The minister insists that her husband, Godfrey Yearwood, was subjected to the same rules and regulations as other bidders; there was no exemption.
She also took care to note that the contracts had been awarded by the CH&PA Board of Directors, of which she is not a member.
She, moreover, denied presiding over any contracts, though she did admit to being present during contract signings.
“I was present at the symbolic signing ceremony for contractors that had been pre-qualified to build houses for the Housing Expo. Two of the contractors signed their documents that day”, she disclosed.
The minister also claimed that Desmond Murphy, the sub-contractor whose complaints about non-payment from Yearwood had sparked the revelations in the first place, was not paid because of substandard work. According to the minister, her husband fixed the defects with his own money.
Meanwhile, Public Telecommunications Minister Cathy Hughes has also issued a release hitting back at suggestions that she was violating the Integrity Act.
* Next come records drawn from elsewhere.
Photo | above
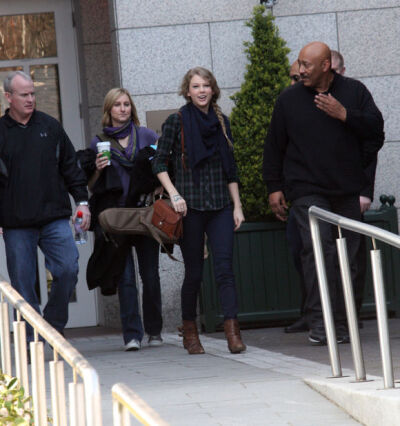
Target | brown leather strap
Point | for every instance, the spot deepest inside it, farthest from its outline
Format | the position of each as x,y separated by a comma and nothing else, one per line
182,142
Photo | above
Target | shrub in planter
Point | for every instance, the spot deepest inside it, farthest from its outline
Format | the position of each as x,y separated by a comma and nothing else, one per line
12,400
267,74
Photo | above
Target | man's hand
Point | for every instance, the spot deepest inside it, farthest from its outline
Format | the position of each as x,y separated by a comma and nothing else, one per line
365,203
85,217
278,205
330,106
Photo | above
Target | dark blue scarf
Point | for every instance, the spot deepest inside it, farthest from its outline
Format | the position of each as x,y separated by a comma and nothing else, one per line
203,137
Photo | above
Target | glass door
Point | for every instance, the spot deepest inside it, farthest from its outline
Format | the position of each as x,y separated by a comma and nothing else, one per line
38,38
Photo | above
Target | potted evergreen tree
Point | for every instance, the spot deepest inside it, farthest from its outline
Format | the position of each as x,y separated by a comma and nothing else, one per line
265,278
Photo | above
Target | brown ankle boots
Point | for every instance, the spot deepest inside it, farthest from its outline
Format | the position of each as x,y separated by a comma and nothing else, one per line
232,334
191,341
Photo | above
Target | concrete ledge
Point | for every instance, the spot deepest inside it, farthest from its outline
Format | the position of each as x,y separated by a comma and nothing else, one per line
367,402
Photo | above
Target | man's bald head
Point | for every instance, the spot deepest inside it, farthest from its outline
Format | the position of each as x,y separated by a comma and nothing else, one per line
337,62
315,65
317,50
294,73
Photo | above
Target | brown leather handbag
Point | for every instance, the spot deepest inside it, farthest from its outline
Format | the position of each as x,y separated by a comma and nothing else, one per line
138,221
167,220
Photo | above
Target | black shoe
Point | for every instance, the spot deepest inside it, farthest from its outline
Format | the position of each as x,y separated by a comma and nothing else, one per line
342,334
317,336
297,327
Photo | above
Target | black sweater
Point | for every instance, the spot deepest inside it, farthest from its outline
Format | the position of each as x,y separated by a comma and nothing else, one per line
42,169
308,152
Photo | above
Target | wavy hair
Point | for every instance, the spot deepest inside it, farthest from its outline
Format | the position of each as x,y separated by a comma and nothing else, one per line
209,76
109,102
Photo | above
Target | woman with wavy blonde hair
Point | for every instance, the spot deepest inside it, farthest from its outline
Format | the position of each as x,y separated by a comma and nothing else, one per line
111,183
206,192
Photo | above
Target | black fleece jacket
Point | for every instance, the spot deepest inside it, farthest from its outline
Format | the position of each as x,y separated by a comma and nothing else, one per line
308,152
42,170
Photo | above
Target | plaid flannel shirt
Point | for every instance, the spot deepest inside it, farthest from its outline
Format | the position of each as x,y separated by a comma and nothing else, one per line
212,193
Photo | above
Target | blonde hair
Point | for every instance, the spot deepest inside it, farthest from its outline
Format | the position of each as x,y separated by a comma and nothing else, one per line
207,75
109,102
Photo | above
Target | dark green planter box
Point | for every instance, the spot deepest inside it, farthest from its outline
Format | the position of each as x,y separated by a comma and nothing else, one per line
268,284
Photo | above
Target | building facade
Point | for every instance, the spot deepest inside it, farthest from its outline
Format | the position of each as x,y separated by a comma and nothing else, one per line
77,50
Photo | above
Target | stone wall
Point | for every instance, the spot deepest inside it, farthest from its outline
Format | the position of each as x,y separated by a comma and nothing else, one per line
154,43
366,32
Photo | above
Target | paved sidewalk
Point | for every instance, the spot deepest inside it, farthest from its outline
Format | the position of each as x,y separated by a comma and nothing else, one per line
259,387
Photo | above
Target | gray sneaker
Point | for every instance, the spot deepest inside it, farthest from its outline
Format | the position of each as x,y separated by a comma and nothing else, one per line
155,340
133,345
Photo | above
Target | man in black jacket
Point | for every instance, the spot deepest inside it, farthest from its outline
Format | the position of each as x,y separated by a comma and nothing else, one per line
34,202
324,132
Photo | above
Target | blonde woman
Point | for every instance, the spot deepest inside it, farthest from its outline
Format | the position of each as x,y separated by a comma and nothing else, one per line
205,190
111,267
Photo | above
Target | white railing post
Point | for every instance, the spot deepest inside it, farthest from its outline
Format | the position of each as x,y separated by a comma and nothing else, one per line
351,312
21,359
5,338
38,383
77,404
381,314
387,237
325,298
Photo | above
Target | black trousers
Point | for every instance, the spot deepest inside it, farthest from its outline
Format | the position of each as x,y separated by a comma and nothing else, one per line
218,225
348,206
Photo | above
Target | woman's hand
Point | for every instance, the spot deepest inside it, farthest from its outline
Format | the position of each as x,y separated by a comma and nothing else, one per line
238,217
101,161
179,204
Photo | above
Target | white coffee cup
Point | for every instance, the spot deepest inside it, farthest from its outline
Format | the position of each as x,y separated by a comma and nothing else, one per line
104,147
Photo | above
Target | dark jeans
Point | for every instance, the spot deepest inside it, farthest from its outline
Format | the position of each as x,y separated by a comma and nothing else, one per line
218,225
147,251
346,206
295,247
61,259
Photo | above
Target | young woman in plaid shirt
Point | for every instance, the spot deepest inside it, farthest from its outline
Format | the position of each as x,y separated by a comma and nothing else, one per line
205,190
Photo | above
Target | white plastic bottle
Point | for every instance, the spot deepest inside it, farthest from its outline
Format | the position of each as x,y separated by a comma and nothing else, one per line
80,235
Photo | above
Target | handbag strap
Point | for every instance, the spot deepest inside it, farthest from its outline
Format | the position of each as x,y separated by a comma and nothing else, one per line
158,239
182,142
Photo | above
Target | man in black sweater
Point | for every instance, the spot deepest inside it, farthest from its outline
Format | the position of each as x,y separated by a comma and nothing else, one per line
323,133
41,169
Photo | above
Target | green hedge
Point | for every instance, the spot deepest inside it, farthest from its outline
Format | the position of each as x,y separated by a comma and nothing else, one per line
12,401
267,74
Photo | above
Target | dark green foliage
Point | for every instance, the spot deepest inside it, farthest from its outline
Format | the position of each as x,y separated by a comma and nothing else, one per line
267,74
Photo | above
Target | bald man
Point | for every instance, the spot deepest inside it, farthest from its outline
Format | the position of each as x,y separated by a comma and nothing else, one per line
322,135
337,62
294,73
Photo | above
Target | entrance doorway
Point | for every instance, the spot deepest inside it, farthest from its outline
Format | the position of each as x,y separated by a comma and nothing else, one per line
38,37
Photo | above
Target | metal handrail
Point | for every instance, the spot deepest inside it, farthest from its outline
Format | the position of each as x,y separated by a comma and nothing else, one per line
315,214
126,402
80,366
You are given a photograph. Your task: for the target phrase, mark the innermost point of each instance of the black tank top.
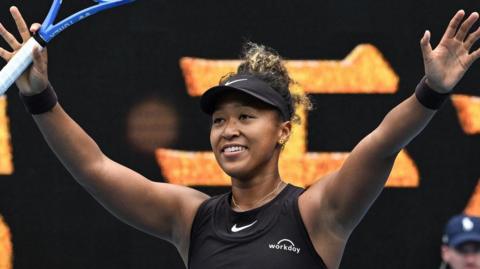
(269, 237)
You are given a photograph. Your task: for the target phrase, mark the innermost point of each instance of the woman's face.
(245, 134)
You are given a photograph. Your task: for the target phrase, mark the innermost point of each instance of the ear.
(285, 130)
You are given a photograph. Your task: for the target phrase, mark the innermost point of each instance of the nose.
(230, 129)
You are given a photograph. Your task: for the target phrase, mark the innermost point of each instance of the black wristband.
(428, 97)
(40, 103)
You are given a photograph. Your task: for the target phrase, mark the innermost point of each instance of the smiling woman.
(5, 246)
(262, 222)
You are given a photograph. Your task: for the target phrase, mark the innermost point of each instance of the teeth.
(234, 149)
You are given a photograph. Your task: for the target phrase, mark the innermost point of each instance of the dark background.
(104, 65)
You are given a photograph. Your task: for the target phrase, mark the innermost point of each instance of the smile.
(231, 149)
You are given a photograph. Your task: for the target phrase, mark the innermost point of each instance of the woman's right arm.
(163, 210)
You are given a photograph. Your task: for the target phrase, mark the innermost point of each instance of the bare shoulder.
(185, 201)
(315, 215)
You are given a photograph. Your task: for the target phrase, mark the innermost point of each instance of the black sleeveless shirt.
(269, 237)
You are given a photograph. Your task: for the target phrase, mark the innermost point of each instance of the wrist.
(429, 97)
(41, 102)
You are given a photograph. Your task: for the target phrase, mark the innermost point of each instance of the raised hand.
(35, 78)
(447, 63)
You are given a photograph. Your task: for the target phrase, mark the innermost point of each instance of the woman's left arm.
(344, 197)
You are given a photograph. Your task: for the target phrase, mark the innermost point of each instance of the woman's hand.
(448, 62)
(35, 78)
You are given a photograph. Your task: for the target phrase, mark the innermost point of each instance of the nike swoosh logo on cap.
(234, 81)
(236, 229)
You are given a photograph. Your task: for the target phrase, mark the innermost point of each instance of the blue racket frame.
(50, 30)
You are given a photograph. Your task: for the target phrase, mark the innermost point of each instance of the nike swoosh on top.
(233, 81)
(236, 229)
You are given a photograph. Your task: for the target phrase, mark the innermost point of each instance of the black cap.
(250, 85)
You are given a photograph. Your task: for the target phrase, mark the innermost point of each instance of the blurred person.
(461, 243)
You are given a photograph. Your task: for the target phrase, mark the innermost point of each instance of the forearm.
(401, 125)
(75, 149)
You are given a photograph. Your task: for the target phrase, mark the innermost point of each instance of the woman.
(263, 222)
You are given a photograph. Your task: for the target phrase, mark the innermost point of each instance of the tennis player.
(263, 222)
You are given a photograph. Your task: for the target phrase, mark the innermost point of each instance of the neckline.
(266, 215)
(255, 210)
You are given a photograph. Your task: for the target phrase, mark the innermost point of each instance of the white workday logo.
(286, 245)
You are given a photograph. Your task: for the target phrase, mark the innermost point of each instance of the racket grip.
(15, 67)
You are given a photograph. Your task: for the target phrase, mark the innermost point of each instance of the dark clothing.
(269, 237)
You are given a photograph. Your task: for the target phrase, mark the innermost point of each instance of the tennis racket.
(23, 58)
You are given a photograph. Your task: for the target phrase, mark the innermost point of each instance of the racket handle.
(15, 67)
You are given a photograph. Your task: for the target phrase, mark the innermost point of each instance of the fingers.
(6, 55)
(471, 39)
(453, 25)
(20, 22)
(465, 27)
(425, 45)
(474, 55)
(34, 28)
(40, 61)
(11, 40)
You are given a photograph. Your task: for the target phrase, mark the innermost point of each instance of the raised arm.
(164, 210)
(336, 204)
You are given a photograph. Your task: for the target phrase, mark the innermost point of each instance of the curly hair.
(266, 64)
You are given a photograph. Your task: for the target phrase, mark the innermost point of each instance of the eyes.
(218, 120)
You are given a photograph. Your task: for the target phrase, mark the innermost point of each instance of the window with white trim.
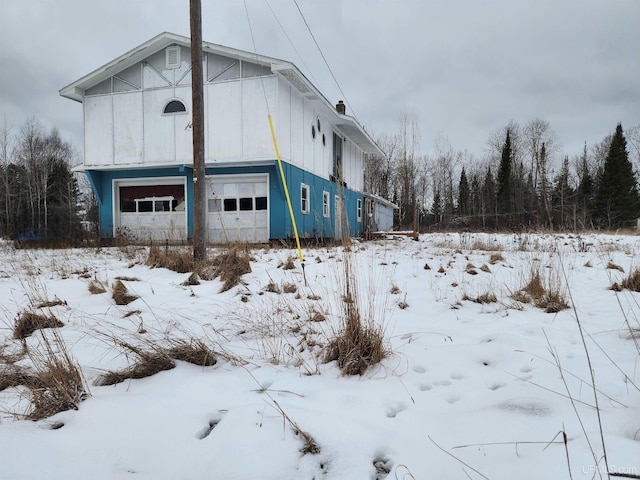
(325, 204)
(304, 198)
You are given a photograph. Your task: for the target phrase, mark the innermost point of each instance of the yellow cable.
(286, 189)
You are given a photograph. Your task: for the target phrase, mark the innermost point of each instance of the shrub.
(29, 322)
(96, 287)
(358, 344)
(193, 351)
(58, 384)
(149, 363)
(180, 261)
(229, 266)
(121, 295)
(632, 281)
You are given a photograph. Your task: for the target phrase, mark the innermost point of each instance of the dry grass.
(120, 294)
(289, 288)
(550, 297)
(57, 384)
(613, 266)
(180, 261)
(358, 344)
(194, 279)
(15, 375)
(495, 258)
(95, 287)
(194, 351)
(229, 266)
(148, 363)
(29, 322)
(51, 303)
(154, 358)
(632, 281)
(289, 264)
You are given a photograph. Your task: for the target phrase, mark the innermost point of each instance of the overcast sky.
(462, 69)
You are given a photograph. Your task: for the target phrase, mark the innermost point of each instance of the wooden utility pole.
(199, 184)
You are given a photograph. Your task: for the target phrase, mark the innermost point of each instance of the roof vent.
(172, 56)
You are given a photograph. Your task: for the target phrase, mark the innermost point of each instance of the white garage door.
(151, 209)
(238, 208)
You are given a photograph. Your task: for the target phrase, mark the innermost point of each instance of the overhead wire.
(323, 57)
(275, 145)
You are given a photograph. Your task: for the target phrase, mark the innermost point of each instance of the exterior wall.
(311, 225)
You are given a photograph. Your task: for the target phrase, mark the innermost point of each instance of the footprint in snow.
(394, 409)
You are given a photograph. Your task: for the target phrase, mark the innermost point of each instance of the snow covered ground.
(469, 390)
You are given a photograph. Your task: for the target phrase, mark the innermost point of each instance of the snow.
(469, 390)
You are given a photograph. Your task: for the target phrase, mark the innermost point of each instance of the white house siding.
(98, 131)
(257, 141)
(127, 128)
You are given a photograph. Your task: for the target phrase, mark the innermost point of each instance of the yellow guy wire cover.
(286, 189)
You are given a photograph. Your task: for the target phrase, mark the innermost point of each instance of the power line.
(323, 57)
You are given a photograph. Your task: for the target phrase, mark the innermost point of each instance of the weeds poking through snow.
(550, 298)
(495, 258)
(358, 344)
(180, 261)
(121, 295)
(29, 322)
(57, 384)
(632, 281)
(149, 363)
(96, 287)
(229, 266)
(194, 351)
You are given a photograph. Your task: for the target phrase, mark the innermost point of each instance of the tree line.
(523, 181)
(39, 194)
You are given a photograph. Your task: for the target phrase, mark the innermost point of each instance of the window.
(304, 198)
(325, 204)
(172, 57)
(151, 198)
(337, 157)
(175, 106)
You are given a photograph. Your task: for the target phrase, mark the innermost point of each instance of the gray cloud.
(462, 68)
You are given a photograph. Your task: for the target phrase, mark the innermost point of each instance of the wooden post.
(199, 185)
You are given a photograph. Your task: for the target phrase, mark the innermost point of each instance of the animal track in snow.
(496, 386)
(395, 408)
(213, 422)
(442, 383)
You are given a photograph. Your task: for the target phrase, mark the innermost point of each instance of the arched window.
(175, 106)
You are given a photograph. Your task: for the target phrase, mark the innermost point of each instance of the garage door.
(238, 208)
(151, 211)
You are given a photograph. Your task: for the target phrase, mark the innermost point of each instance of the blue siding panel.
(310, 225)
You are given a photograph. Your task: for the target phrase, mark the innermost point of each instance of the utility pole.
(199, 185)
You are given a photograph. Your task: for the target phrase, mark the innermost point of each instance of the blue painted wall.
(310, 225)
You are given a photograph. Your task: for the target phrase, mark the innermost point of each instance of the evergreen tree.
(585, 189)
(617, 202)
(488, 208)
(464, 195)
(504, 180)
(562, 197)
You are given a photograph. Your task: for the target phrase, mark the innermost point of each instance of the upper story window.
(175, 106)
(172, 57)
(304, 198)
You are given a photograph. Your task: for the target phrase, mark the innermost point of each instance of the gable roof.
(346, 124)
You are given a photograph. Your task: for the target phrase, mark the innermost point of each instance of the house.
(138, 147)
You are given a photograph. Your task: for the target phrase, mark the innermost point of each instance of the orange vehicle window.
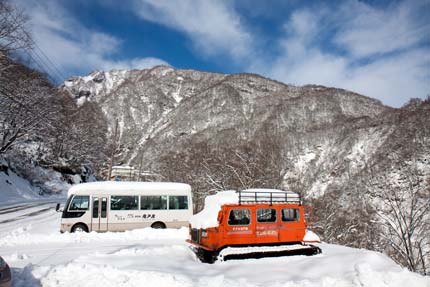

Her company, Videomega Productions, was recently the recipient of a contract from the Department of Energy.
After that story broke, the minister insisted she was not involved in the day-to-day operations of the company.
“I have no relationship with the decision-making processes of the DoE. The decision was entirely that of the Department of Energy. I have never utilised any influence, official or otherwise, to influence the furtherance of any contract with VideoMega Productions Ltd,” Hughes has insisted.
She noted that these are the conflicts of interest to which the Integrity Act speaks, and insisted that she has not breached any of them.
But with reports circulating of potential conflicts of interest involving the business dealings and even marital affairs of ministers of Government, the Guyana Trades Union Congress (GTUC) is not about to take the ministers at their word. In a statement sent out by the body on Monday, there has been a call for allegations of conflict of interest to be investigated thoroughly. And the GTUC wants the Integrity Commission to do so.
However, the GTUC has expressed concern about the capacity of that Commission to do investigations.
According to the GTUC, the commission has, for a while, been calling for the resources and investigators it needs to carry out its mandate.
GTUC has noted that, having committed to fully staff the Commission last year, Government must make good on its promise. Noting that institutions cannot be put in place with no teeth to function, GTUC has called for a drive to fully staff not only the Integrity Commission, but other investigative arms of the state.
“This Coalition rode into office not only on its professed intolerance for corruption, but amidst society’s concern. Society does not expect corruption to be removed overnight, but expects the beginning of corrective measures to bring the society to a state of accountability. To do otherwise will cause disillusionment in the political process, deterring citizens from participating, thereby undermining an important element in democracy… allegations of conflict of interest should be checked, and where exist, reined in forthwith…
“We need a society where rules, laws and conventions hold sway and subject all,” GTUC has said.